Silence on the line for a second.
Then she spoke again, her voice lower.
"Did you see the news today?" she asked.
He sat back down at the table.
"No," he lied gently. "Why? What happened?"
"My father," she said. "Some blog posted something about him. Old contract, missing funds, suspicious company. They're making it look like he stole money."
"Is it serious?" Daniel asked, keeping his tone neutral but concerned.
"It's all over my social media already," she said quietly. "Some people are defending him. Some are calling him trash. Some just want drama. My uncle is shouting downstairs.
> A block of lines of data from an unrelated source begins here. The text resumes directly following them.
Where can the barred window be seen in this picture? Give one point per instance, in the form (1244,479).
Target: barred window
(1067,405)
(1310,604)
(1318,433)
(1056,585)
My mom looks like she hasn't slept."
Her voice shook at the end.
"I'm sorry you have to go through that," Daniel said.
He meant it.
Even if he caused it.
"It's politics," she said. "I hate politics."
"Have you talked to your father?" he asked.
"He says it's just an attack," she replied. "He says they're twisting something that happened a long time ago. But…"
"But what?" he asked.
"But the internet doesn't care about explanations," she said. "They just care about headlines."
She went quiet for a moment, then cleared her throat.
"Anyway," she said, trying to change the subject. "I just called to say sorry for shouting at you yesterday. You did help me. That counts for something."
"It's okay," he said. "You had every right. I did almost end your life."
A small sound came through the line, like she tried not to laugh.
"I didn't say you were forgiven," she said. "Just that I'm not angry anymore."
"I'll take that," he replied.
She hesitated, then added, "The doctor said I shouldn't move around too much for a few days, so I'll be stuck at home, bored and irritated. If you want… you can text sometimes. Just to distract me from the circus here."
There it was.
The opening he needed.
"Sure," he said. "I can send you horrible jokes until you block my number."
"Don't try it," she said. "I'm already suffering."
They both fell quiet again.
"Take care of your ankle, Amara," he said. "Try not to let the internet tell you who your father is. They only know what they are shown."
"And what if what they are shown is true?" she asked.
He looked at his closed laptop.
"Then it's still up to you," he said slowly, "to decide what to do with it."
She didn't reply right away.
"Talk to you later," she finally said.
The line ended.
Daniel dropped the phone onto the table and leaned forward, elbows on his knees, hands clasped together.
He had just lied to her with his voice while telling the truth with his files.
He told himself this was only the beginning. There were many more leaks ahead, more secrets to uncover, more damage to be done.
This was just one step in a long assignment.
But as he sat alone in his apartment, he had a quiet, dangerous thought:
For the first time in his life, he wasn't sure whose side he wanted to stand on at the end.